Launching ED

I imagine there is little if any difference.

But is there any advantage in launching ED from Oculus, or Steam? For whatever reason, I'm struggling to get (to my eyes) a 'good' image. I also believe I'm having ASW issues, where the frames become quite blurry when it drops to 45. My system isn't what I would call weak, yet it feels that at medium settings, the PC just strains to keep up with demand.
 
Generally speaking, VR will look blurry compared with current 1080p monitors due to the fact that it is a lower resolution in terms of pixels per degree of FoV. However, the net experience offsets this somewhat IMO thus it is worth the compromise in pixel density.

As for frame rate, I have a 980 Ti personally and with standard Ultra VR settings I seem to get a steady 44-45 fps (more than acceptable IMO).

Where launching ED is specifically concerned, it will make little or no difference but you may need a VR desktop extension to restart ED since exiting to desktop does not terminate the ED launcher application.
 
I found Oculus 1.13 to be fairly problematic on my system - or maybe it was the Win10 Creator update or ED 2.3 update or Nvidia's drivers... :)

I run it thru Oculus alone, why have another launcher taking up precious system resources? In fact, the only things I have running in the background is Fraps, Win Defender (I run weekly scans with decent software) and some joystick app. No Steam, no Nvidia fluff, no Onedrive, no iTunes.

For me, the stars are the only real issue in VR, not sure how they could fix it without godrays getting worse, plus I hated the flickering textures at stations (in the distance) but minimised them by killing AA, DoF, blur & bloom, upping HMD to 1.25 and Supersampling to 1 (mid range system - i5, 1060), but keeping textures, FX and Material Qualities High (Shadows medium).
 
VR in 45 fps is not acceptable when you're playing a game such as this IMO as the blurriness of images are very obvious when ASW blends frames together to mimic a full frame being drawn.

I had a Rift last year, and I don't recall the fps being quite so much of an issue - and that was on a 970. Could be just me I suppose.

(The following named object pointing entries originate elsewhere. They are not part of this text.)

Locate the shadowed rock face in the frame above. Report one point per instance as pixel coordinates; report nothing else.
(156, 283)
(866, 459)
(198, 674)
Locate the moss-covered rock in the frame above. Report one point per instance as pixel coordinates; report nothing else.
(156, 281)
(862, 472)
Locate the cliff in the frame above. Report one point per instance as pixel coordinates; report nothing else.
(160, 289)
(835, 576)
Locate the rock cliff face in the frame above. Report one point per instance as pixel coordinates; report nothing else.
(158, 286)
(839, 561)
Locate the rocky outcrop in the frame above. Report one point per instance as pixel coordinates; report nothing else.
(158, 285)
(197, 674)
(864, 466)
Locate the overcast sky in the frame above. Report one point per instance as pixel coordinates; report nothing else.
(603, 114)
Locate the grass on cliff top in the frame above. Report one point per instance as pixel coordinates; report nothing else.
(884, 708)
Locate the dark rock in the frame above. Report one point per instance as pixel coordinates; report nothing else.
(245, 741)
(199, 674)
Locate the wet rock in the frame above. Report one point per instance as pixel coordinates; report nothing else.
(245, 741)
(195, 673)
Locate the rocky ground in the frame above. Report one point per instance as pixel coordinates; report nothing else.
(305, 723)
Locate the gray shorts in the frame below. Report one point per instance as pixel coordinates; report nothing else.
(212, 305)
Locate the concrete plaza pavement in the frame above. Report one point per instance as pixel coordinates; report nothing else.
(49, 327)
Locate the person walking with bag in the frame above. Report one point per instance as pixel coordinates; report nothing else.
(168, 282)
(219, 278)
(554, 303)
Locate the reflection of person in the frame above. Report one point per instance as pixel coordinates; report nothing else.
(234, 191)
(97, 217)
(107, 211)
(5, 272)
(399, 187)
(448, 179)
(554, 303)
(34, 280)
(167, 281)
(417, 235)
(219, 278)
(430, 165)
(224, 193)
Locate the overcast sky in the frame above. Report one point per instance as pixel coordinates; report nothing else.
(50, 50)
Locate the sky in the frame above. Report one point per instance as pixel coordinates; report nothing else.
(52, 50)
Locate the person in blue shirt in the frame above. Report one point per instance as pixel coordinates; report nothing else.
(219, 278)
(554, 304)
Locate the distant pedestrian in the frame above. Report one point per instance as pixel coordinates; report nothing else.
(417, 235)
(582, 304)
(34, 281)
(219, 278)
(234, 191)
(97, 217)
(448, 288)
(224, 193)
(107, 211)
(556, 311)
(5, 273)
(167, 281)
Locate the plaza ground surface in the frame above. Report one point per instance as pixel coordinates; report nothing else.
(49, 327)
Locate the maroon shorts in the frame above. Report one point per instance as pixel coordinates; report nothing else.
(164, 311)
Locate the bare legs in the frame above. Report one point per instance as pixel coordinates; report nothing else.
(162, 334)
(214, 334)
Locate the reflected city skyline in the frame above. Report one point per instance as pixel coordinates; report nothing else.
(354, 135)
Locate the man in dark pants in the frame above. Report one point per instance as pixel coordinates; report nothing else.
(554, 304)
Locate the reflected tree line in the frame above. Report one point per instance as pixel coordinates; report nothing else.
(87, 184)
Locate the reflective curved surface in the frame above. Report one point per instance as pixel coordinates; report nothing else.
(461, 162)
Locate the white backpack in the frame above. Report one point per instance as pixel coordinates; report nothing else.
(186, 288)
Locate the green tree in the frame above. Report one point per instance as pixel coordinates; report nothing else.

I was asking about the launchers, as you can start it from Steam, using SteamVR, or Oculus. I believe you can also just start it manually too, never bothered to try that. I was just curious to know if anyone else havd noticed any differences in rendering quality depending on launch method.
 
VR in 45 fps is not acceptable when you're playing a game such as this IMO as the blurriness of images are very obvious when ASW blends frames together to mimic a full frame being drawn.
IIRC I have been running VR at around 45fps in ED since I got the VIVE (Oct 2016). I can tell you one thing with almost 100% certainty - the vast majority of the blurriness issues in VR are down to pixels per degree rather than FPS. In addition, I have a reasonably high end PC (i7-6950X, 64GB DDR4, 980 Ti 6GB GDDR5) so it is unlikely to be a performance issue. Too much emphasis is put on FPS IMO.

All launchers effectively do the same thing where ED is concerned, the only thing that would affect rendering quality would be in-software rendering settings. If you are concerned about FPS and related issues the only factors that seem to make a difference is the resolution used for the "mirror" window which is displayed on the desktop and can be used for screen captures using NVidia Experience. Steam screen shots when in VR seem to result in a split screen L/R image being captured (at least IME).

A primary cause of blurriness in VR headsets would be improper calibration of the eye (L pupil to R pupil) distance. If you do not wear glasses and/or do not have access to the prescription details then it is largely trial and error getting this setting right. Get the distance too small or too large and things will look blurry and could induce headaches. I do not know if this can change as people get older, but I would not be surprised if it can (even 0.1mm error can increase blurriness).